The Edge 13 CULV can be had for $698, which is the $100 less than the base Alienware M11x (SU4100/2GB/160GB/GT335M) and only $50 less than the ASUS UL30Vt and UL80Vt, which both offer an overclockable SU7300, 4GB/500GB, and switchable NVIDIA G210M graphics. All three offer 8-cell batteries and more battery life than the ThinkPad Edge, in addition to the overall better specs. The Alienware is a legitimately serviceable portable gaming machine, and even though it weighs more and has a smaller screen than the Edge, the sheer amount of graphical horsepower packed into it is astounding. The two ASUS machines have excellent battery life and offer a dedicated GPU for those who need it (though not nearly as powerful as the M11x). The Edge simply does not feature anything compelling over those models. The build quality and keyboard are solid, but not at the classic ThinkPad level and not good enough to make up for the performance deficiencies.

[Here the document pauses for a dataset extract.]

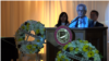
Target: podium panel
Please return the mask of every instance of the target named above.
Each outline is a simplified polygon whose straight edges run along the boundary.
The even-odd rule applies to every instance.
[[[82,39],[92,42],[104,57],[101,61],[107,61],[107,28],[108,27],[90,27],[90,28],[71,28],[74,33],[74,40]],[[47,60],[55,61],[58,49],[58,44],[55,40],[56,27],[46,27],[46,39],[47,39]]]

So who is the ThinkPad Edge actually for? A business user would likely get a Dell Latitude for the same price or spend the extra $150 to get a real ThinkPad. Gamers obviously would go for the Alienware M11x, and multimedia/general mobile computing users would probably be more interested in the faster and longer-running ASUS UL series. Bring up the cheaper Acer Timeline series with SU4100 CPUs and it's difficult to recommend the ThinkPad Edge over competing offerings. The base AMD model at under $500 is a more attractive proposition, but you lose a lot of performance and with the 4-cell battery, you’re looking at a somewhat laughable three hours of runtime. So, maybe that’s not so attractive, especially priced in Timeline territory.

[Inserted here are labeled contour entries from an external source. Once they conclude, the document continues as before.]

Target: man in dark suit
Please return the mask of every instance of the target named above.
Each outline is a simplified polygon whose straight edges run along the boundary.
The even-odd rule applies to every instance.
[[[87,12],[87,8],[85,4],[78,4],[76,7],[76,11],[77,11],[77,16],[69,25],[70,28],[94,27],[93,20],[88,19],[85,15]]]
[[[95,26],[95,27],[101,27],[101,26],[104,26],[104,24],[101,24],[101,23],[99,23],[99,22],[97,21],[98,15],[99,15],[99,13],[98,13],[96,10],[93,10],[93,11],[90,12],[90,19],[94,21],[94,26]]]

Ultimately, the ThinkPad Edge falls right in the middle of a large group of CULV laptops. It has the same performance, but for only slightly more money there are clearly faster laptops; there are also significantly cheaper laptops that provide essentially the same performance. The Edge lacks the build quality of the ThinkPad Classic, but then it's also over $200 cheaper. It should hold up reasonably well over time, and if you need ExpressCard/34 support with CULV it's one of the few offerings to fill that need. Still, there's not enough here to warrant a strong recommendation, unless you really like the matte black aesthetic. We feel most users will be better served by Lenovo's already successful business and consumer notebook lines; the Edge ends up sitting between the proverbial rock and a hard place.